Pipelines¶

Every Developer command runs a pipeline. A pipeline is a sequence of stages connected by routing functions. The pattern is always the same: call the agent, look at what it returned, decide what to do next.

Stages¶

A stage is a single agent invocation. It's defined as a Stage dataclass with these fields:

Field	What it does
`template`	Jinja2 template name for the prompt
`session`	Session strategy: `new`, `resume:<stage>`, or `fork:<stage>`
`output`	Pydantic model for structured output (or `None` for free-form)
`tools`	List of tools the agent can use (Read, Glob, Grep, Bash, etc.)
`max_turns`	How many turns the agent gets
`route`	Function that takes the context dict and returns the next stage name (or `None` to stop)
`pre`	Optional hook that runs before the agent call
`post`	Optional hook that runs after the agent call
`disallowed_tools`	Tools to explicitly block

Each pipeline defines its stages as a Python dict in its command file. The shared run_stage() and run_pipeline() functions in commands/common.py handle execution.

How a stage runs¶

Pre-hook runs if defined (inject extra context, set up files)
Template is rendered with the current context dict
Agent is called with the rendered prompt, allowed tools, and output model
Agent's structured output gets merged back into the context
Post-hook runs if defined (capture diffs, run quality tools, commit code)
Routing function decides the next stage

Sessions¶

Stages can share conversational context through sessions.
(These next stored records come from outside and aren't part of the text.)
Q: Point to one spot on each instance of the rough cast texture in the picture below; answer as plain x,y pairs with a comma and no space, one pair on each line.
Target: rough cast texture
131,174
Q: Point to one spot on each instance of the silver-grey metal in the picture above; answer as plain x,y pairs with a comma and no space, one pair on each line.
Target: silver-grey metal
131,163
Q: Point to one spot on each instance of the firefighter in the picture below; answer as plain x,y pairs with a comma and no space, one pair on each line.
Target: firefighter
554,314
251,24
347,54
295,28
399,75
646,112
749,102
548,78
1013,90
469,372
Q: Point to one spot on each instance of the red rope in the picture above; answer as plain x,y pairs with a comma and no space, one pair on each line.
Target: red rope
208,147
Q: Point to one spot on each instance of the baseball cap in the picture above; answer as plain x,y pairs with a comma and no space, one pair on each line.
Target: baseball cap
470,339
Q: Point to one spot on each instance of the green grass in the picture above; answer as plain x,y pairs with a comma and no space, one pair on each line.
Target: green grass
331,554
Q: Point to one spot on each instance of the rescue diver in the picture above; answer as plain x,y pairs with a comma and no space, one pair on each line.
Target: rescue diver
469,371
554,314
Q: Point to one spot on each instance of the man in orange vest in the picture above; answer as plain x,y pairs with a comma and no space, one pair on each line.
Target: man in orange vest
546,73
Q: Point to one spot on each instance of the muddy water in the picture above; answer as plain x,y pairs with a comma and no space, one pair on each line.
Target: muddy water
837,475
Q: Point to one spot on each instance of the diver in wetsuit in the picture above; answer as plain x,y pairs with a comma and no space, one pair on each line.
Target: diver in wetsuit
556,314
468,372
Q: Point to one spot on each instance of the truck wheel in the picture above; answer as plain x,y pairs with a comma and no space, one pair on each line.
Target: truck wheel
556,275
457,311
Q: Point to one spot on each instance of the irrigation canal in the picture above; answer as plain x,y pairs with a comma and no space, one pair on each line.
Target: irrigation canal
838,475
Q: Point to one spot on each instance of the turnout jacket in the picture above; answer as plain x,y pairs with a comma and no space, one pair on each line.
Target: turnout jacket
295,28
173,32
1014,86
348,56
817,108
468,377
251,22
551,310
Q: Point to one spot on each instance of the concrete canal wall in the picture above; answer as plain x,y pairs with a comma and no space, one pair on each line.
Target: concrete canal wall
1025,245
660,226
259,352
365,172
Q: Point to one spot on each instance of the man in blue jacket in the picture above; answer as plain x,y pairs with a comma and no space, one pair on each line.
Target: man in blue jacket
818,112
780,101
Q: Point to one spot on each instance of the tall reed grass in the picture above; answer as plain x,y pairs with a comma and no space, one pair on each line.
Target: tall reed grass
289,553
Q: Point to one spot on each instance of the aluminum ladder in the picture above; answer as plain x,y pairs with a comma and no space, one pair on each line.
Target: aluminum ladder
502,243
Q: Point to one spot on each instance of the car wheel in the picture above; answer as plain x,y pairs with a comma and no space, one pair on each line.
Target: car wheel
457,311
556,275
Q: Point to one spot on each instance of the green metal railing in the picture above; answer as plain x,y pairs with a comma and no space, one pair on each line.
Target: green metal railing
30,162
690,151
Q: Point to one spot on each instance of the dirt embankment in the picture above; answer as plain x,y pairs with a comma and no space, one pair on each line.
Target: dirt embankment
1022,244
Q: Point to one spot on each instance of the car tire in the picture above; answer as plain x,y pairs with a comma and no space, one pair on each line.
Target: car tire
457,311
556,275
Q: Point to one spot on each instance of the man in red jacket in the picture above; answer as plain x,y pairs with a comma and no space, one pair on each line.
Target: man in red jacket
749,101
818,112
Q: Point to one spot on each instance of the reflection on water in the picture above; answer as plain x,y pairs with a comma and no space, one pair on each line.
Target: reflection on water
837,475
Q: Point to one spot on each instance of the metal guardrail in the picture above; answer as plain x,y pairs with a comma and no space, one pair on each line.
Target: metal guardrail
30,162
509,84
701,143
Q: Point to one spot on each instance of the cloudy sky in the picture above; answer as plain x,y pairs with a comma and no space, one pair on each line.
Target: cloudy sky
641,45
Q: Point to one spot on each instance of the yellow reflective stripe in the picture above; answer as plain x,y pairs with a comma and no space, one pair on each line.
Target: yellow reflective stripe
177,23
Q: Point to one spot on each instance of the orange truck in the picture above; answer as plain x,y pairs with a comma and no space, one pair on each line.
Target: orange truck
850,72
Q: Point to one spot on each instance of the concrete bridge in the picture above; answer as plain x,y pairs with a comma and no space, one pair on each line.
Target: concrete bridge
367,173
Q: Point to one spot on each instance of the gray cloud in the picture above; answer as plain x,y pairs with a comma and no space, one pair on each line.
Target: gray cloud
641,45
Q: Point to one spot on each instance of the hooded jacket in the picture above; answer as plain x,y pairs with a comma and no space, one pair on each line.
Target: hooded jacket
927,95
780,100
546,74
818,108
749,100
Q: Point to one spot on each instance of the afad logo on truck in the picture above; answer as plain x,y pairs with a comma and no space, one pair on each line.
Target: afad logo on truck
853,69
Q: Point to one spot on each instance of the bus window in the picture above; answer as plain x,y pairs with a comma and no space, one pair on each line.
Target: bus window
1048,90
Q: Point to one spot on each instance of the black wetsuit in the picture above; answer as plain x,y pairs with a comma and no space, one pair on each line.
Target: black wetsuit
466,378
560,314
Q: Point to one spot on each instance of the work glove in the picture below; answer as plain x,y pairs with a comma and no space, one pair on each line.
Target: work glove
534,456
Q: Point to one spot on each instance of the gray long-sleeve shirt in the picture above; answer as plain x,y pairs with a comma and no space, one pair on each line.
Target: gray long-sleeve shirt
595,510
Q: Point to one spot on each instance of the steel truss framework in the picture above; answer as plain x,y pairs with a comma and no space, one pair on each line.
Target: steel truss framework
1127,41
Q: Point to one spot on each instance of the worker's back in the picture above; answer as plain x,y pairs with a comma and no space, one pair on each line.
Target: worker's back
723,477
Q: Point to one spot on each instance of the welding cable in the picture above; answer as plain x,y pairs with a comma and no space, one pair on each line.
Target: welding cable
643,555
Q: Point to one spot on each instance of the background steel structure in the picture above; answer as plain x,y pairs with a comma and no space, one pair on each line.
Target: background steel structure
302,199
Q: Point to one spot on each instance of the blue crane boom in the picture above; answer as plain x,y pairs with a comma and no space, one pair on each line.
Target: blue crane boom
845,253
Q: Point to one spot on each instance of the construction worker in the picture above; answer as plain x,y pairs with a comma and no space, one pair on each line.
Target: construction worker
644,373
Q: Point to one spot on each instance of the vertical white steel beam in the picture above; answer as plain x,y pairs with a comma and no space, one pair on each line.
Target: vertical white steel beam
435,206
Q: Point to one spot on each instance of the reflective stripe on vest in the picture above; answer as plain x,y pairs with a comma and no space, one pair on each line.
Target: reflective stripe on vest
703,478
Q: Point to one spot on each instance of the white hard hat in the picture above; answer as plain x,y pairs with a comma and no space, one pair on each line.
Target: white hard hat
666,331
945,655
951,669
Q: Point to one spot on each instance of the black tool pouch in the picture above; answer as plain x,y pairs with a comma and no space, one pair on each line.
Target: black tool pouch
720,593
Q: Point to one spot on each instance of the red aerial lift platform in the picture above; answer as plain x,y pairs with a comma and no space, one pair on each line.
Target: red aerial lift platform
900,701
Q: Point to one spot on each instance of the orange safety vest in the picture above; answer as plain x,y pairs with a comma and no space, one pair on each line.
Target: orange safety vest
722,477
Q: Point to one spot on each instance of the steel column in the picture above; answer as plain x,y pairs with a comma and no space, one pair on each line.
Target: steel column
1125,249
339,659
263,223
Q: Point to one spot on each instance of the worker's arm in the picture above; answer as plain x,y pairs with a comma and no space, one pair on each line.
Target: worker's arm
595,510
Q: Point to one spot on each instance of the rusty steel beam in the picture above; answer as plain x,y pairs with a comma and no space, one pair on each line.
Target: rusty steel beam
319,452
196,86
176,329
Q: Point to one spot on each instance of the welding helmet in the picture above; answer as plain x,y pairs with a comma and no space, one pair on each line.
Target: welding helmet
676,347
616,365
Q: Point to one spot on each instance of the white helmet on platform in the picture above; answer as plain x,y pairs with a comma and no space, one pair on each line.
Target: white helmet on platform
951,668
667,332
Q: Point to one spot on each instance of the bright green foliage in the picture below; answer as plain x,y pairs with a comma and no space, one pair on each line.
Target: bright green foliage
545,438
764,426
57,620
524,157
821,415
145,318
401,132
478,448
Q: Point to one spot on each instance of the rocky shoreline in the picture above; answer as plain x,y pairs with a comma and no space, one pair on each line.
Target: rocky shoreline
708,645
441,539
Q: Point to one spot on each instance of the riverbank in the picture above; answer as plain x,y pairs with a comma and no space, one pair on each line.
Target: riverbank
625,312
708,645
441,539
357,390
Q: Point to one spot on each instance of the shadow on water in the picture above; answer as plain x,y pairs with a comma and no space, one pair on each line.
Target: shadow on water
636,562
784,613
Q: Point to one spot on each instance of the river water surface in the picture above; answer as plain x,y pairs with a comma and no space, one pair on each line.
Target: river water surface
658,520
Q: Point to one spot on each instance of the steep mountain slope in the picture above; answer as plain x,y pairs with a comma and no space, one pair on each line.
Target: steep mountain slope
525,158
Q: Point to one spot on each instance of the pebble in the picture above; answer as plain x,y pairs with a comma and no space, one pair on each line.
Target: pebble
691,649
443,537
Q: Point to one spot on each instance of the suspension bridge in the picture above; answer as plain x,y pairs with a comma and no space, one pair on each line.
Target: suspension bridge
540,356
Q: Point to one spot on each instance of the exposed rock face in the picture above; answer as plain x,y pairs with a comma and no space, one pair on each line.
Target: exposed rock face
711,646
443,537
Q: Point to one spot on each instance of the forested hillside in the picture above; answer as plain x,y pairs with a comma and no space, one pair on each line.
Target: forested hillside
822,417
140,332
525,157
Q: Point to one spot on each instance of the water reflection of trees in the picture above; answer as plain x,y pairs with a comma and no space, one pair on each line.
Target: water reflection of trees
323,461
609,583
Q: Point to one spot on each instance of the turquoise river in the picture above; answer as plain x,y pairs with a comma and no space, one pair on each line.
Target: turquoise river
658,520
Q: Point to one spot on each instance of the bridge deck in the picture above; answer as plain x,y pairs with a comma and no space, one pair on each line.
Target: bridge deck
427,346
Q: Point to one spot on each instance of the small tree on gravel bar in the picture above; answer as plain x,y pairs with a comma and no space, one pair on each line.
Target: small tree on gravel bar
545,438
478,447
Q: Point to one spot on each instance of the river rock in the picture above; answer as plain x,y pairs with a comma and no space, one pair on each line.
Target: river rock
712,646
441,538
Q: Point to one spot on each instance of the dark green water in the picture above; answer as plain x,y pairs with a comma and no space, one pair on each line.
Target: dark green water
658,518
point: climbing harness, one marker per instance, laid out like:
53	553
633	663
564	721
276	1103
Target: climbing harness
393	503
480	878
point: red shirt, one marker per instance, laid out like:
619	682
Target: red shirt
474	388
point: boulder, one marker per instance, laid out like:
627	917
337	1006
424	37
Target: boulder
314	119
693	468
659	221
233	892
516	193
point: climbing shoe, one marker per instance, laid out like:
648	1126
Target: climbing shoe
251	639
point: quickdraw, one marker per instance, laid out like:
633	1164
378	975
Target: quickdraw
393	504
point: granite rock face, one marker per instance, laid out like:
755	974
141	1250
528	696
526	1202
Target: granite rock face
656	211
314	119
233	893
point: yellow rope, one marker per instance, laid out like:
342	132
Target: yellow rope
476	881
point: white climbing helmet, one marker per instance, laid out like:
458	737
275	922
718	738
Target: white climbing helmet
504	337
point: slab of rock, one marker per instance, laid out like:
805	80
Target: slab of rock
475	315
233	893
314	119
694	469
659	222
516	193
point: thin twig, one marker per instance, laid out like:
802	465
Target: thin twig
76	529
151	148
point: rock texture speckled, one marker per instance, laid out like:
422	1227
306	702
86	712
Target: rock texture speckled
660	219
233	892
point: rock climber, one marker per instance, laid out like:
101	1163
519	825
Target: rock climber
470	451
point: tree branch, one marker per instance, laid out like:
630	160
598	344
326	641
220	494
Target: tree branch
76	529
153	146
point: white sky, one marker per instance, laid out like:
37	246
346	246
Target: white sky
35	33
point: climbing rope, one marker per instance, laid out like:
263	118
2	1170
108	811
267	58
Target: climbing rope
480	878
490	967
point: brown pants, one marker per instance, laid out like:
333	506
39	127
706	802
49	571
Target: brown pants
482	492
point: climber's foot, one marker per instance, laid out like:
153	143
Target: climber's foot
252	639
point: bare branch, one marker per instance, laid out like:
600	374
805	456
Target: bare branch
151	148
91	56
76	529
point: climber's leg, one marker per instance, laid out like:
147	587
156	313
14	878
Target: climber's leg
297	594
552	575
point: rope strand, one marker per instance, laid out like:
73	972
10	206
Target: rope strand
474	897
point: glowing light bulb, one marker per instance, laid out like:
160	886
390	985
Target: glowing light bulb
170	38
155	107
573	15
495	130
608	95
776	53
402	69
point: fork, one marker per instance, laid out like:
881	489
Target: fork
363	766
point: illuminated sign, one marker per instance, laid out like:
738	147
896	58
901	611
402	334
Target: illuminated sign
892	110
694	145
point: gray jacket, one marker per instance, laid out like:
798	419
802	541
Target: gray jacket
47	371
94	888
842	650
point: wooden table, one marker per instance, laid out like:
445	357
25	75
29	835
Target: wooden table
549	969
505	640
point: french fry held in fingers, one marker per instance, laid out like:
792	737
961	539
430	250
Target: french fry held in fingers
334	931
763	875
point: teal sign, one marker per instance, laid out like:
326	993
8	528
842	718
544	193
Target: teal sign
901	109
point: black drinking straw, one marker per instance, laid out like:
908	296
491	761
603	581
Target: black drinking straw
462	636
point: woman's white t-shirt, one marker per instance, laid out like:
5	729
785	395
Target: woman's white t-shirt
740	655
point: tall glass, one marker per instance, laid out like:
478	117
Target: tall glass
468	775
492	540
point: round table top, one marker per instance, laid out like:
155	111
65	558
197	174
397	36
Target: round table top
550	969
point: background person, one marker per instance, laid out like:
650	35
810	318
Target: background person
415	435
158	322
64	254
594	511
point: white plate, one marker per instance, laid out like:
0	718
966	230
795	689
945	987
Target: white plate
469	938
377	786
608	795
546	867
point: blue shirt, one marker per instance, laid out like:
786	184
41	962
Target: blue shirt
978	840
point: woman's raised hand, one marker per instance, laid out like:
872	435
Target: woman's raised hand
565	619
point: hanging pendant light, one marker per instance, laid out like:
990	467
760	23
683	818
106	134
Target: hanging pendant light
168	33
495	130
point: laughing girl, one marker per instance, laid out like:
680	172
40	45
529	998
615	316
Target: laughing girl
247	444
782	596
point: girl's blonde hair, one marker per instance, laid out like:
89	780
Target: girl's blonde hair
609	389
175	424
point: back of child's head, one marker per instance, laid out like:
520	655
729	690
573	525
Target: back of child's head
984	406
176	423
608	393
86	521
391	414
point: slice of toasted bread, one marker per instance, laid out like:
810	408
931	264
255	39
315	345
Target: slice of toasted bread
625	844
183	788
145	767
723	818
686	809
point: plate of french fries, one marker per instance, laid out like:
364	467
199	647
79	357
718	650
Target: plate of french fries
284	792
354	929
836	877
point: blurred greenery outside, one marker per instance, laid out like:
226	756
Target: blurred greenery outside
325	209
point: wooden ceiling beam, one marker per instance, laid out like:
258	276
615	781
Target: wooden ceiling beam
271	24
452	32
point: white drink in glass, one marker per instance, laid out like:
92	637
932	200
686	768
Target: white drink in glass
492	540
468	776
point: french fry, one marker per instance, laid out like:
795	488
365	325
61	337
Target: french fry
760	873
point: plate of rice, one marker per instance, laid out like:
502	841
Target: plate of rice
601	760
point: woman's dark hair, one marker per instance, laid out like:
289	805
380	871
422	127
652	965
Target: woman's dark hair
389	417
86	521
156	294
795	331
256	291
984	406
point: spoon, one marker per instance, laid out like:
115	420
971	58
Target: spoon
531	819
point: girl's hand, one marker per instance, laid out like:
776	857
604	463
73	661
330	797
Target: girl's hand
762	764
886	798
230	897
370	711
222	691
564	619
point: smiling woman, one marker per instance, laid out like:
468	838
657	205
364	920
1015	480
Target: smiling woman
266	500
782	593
new -- fresh conversation, no memory of prior stages
resume:<stage> -- picks up where the named stage left off, full context preserved
fork:<stage> -- branches from the named stage's conversation without mutating it

Most pipelines use new for the first stage, then resume for follow-ups. This means the evaluation stage can reference things the implementation stage saw, without re-reading the entire codebase.

If a resume target is missing (the referenced stage didn't run), run_stage logs a warning and falls back to a fresh session.

The safety boundary¶

This is the part that matters. The agent can read code, write files, and run shell commands. But it cannot:

Run git add, git commit, git push, or any destructive git command
Create pull requests or issues
Post comments on GitHub

All of that happens in Python post-hooks and pipeline glue code. The agent returns structured data (a PR title, a commit message, a list of findings). Python takes that data and does the actual operations.

The boundary is enforced at the provider level. The Claude provider has a regex that blocks destructive git commands before they reach the shell.

Quality gates¶

The resolve and address pipelines run quality tools after implementation. If they fail, the agent gets up to three attempts to fix the issues. After three failed attempts, the resolve pipeline opens a draft PR noting the remaining problems. The address pipeline pushes what it has and notes the failures in its response comment.

Metrics¶

Every stage records timing, turn count, tool calls, and token usage. These get aggregated into a PipelineMetrics object and appended to PR bodies and comments as a collapsible <details> block. Good for understanding cost and spotting stages that take longer than expected.